[discuss] Misconceptions about what "US companies" means in respect of data rights of users - and how to protect them

Nick Ashton-Hart nashton at ccianet.org
Tue Jan 14 08:07:00 UTC 2014


Dear 1Net collaborators,

I've seen several emails recently with mistakes of fact about what is and is not a 'US company' with respect to the NSA's reach, as well as the idea that simply because data flows through the US or any other country that users' data is more, or less, susceptible to national security laws.

Simply put:

1) The way US law works, any company - regardless of where it is based or operates - is subject to the US' laws on national security once it has "legal nexus" with the US - which can be created by all kinds of events, but to be simple, even one person employed there in any subsidiary - even one that isn't wholly owned - is good enough. This means that a large number of international countries that are headquartered in pretty much every country are just as subject to US law as is a US-headquartered company.

2) With respect to access to data just because it flows through the US (or the UK, or France, or anywhere else): Just because data happens to transit a country does not make it more, or less, accessible to their security services. What does is really much more tied up in the above point: what service is the data a part of and what jurisdictions is that service subject to (at a legal level) and at a practical level, is the data encrypted or otherwise protected from being hoovered up from the wire and easily combined back into whatever it was before being packetized.

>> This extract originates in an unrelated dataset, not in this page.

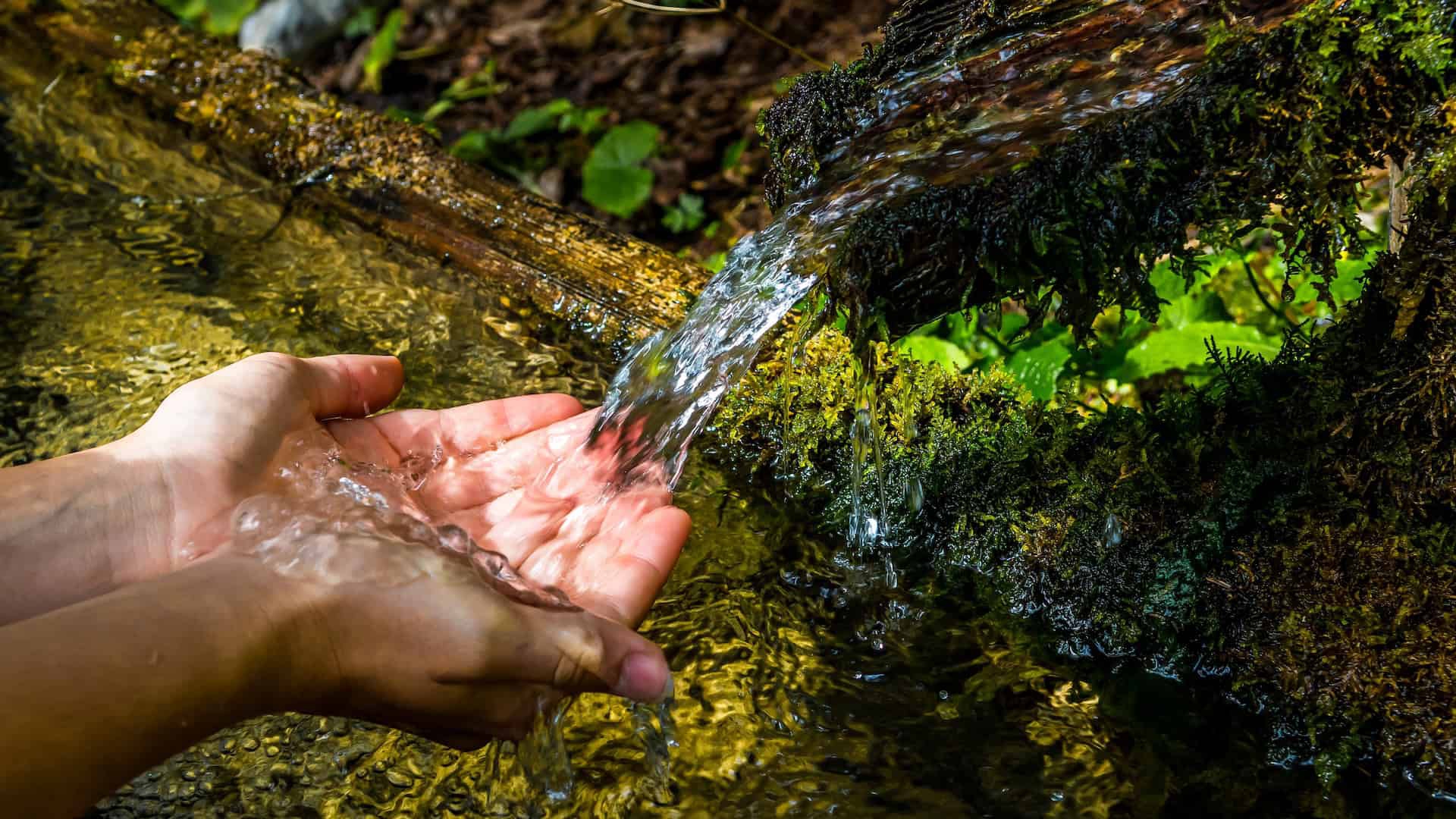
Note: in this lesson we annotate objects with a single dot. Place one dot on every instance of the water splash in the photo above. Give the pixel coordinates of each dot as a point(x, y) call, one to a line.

3) In the case of the NSA and GCHQ and many other countries, their security services have either a) listening posts in their embassies and consulates worldwide to allow them to intercept data they are interested without the host country knowing what they are up to or b) legal agreements to share data with other countries.

We have a real issue here - but it isn't fundamentally what US companies do or don't do or what the NSA does or doesn't get to do after Obama and the US Congress do whatever they are going to do about it' spectacular and abusive (in my opinion) overreach.

We have to look at the global picture which is fundamentally a question of what states agree to do with data between themselves, and what legal jurisdiction issues are presented by countries' existing practices of extending their laws to non-nationals and acts which don't relate to their territory.
 
To be more specific, can we imagine an MLAT system where countries agree to a set of principles ("Necessary and Proportionate" have been recommended on the ISOC Internet policy list) governing the exchange of information between each other for various purposes which would recognise human rights, be more transparent - and in the case of legitimate law enforcement access, provide more effective use of information? For example, the MLAT between Brazil and the USA is apparently basically unusable by either country due to the way it is architected. This is not the only one, but it is a good example.

We can all bang on about what the US and other countries are doing, and what companies are doing or not doing or should do - or we can get to the root of the problem and try to fix the underlying architecture.

You can riposte saying "But this isn't an Internet problem!" - and it fundamentally isn't, but the Internet is being abused and harmed as are users because of the problem so while we need to point out to policymakers that the above statement is true, we also should address the underlying problem to help deal with our issue.

IMHO.
-- 
Sent from my Android phone with K-9 Mail. Please excuse my brevity.